IMF, Hungary Continue Dialogue; Camdessus Welcomes Measures
Michel Camdessus, the Managing Director of the International
Monetary Fund (IMF) met with Hungary's Prime Minister Horn on Monday,
June 5, 1995 to continue the dialogue begun in Budapest last Autumn.
The discussions covered worldwide economic and financial developments,
the recent economic policy initiatives of the Government of Hungary,
and the influences of both global developments and domestic policies
on the economic prospects for Hungary.
Camdessus welcomed the measures adopted in March, and now being
reflected in the supplementary budget, as courageous and substantive.
This package, implemented as envisaged, will arrest an incipient
widening of the budget deficit and contain external financing
requirements. The March package was seen as the first phase of a
government program aimed at achieving a noninflationary growth path
with external viability.
In the months ahead--starting with a visit to Budapest later this
month--IMF staff will be working closely with the Hungarian
authorities on the next phase of this program, to be formulated in the
context of the preparation of the 1996 budget. For the period through
1996, the five chief objectives will be as follows:
- A substantial reduction in the government deficit, aimed (in
concert with monetary, exchange rate, and incomes policies) at
securing the Government's objectives for inflation and the
balance of payments.
- Monetary and wage policies targeted at a significant reduction
of inflation and the maintenance of international competitiveness
within the framework of the crawling-peg exchange rate policy.

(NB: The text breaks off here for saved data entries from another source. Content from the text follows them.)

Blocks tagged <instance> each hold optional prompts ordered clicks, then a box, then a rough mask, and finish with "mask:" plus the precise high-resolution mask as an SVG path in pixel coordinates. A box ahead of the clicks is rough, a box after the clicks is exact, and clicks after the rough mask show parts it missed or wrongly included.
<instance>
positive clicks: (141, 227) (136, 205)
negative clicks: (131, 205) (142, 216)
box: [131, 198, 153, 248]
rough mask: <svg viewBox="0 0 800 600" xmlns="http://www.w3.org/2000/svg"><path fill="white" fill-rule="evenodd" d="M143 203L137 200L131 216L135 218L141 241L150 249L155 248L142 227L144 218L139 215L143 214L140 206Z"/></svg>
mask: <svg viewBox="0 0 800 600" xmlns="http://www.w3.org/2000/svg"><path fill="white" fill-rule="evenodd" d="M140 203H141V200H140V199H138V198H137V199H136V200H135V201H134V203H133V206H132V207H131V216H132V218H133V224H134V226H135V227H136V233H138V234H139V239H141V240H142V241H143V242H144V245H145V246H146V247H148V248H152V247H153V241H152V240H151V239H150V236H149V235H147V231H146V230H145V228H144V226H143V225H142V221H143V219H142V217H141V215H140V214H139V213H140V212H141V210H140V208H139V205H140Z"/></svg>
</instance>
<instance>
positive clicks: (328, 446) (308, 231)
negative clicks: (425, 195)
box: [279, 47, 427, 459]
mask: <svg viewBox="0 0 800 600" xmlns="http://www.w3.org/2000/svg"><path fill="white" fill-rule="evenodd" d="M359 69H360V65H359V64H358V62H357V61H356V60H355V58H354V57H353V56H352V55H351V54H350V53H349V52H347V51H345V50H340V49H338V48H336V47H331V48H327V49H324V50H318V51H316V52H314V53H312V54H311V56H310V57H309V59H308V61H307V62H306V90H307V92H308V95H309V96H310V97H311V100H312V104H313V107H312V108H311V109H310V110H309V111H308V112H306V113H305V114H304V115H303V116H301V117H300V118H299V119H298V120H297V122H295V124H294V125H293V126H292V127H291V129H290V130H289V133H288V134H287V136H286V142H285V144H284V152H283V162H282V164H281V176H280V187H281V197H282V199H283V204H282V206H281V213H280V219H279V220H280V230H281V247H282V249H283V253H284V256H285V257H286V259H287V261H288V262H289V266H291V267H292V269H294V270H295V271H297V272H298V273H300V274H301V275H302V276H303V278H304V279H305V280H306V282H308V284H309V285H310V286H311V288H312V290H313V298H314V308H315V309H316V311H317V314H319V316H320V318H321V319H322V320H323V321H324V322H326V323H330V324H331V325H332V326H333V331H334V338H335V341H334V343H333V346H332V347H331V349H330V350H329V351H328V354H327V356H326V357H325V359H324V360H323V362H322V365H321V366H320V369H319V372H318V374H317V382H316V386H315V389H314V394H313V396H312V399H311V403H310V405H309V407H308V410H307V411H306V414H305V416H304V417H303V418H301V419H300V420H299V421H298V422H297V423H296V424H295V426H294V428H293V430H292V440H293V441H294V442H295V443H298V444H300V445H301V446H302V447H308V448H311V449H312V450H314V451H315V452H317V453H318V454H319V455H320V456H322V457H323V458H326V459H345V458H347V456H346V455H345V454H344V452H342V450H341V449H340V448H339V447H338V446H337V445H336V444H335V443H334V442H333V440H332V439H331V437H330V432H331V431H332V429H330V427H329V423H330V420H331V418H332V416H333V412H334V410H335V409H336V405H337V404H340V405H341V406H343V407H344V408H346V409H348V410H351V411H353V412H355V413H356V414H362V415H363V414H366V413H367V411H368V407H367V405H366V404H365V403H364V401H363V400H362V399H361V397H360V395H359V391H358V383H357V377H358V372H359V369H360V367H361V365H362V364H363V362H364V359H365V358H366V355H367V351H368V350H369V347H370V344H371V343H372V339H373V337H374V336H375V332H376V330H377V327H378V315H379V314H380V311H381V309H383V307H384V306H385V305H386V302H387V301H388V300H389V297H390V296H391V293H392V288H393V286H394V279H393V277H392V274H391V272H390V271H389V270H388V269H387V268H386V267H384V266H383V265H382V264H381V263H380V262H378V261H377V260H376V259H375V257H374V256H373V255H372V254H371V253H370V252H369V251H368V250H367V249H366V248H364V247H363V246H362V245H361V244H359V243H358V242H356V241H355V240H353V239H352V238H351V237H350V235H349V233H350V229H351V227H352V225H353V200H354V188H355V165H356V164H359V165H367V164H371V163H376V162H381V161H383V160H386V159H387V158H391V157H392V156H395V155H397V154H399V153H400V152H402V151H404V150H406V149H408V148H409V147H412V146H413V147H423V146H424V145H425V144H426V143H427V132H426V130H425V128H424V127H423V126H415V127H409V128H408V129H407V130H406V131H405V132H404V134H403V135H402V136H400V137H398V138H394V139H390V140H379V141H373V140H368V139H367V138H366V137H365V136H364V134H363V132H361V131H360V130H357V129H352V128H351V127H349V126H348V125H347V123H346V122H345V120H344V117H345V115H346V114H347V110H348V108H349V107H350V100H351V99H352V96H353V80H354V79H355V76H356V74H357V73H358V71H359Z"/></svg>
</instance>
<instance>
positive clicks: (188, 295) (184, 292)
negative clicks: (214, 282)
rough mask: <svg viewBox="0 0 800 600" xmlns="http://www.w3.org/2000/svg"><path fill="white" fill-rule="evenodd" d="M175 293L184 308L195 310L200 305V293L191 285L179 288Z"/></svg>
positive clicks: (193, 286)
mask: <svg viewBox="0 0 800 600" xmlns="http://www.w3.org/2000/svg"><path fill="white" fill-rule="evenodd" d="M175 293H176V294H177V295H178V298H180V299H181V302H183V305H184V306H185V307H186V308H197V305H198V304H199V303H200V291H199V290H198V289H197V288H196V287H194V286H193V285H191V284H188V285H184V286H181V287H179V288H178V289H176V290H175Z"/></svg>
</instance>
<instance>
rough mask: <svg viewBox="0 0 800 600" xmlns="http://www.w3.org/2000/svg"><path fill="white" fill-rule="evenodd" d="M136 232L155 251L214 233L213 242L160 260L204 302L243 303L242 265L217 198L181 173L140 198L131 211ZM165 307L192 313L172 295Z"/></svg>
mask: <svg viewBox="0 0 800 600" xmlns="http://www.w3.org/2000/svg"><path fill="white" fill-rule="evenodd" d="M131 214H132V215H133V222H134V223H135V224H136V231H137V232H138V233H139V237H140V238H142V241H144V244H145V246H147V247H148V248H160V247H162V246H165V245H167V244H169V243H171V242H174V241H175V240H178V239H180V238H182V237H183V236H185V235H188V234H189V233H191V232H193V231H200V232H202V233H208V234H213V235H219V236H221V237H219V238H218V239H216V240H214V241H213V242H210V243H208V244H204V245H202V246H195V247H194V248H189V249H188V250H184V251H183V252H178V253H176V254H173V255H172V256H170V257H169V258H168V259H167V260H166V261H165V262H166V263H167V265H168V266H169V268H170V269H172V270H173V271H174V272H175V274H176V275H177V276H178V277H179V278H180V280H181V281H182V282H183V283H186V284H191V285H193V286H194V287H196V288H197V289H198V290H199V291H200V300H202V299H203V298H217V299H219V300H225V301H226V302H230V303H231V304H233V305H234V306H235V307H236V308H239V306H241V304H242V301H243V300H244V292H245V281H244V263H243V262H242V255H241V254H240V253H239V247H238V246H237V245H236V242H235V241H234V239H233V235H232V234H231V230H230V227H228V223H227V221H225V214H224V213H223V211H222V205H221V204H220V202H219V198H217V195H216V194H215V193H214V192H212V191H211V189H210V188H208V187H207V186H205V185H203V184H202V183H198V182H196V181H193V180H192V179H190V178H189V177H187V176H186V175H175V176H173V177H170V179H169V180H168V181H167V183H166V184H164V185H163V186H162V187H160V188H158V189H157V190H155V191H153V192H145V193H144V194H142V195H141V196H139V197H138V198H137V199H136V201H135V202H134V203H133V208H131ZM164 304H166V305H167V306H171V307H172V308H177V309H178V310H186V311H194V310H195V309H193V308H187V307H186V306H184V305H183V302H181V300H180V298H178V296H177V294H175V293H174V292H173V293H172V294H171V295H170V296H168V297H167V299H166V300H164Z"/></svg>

- Structural reform of the public sector--that is, improved
fiscal control mechanisms, a more efficient public
administration, a broadening of revenue bases so as to reduce
distortionary elements of the tax system, and adjustments in the
social security system to safeguard its viability while providing
adequate assistance to those in need.
- Structural reform of enterprises and banks to curtail
the role of the State and increase the responsiveness of the
economy to market signals--this will require primarily a renewed
impetus to privatization.
- And an external current account balance consistent with no
increase in foreign debt, without relying on exceptional inflows
associated with privatization.
Camdessus said he would be prepared to recommend to the Executive
Board that IMF financial support be provided for a government program
that would realize these objectives.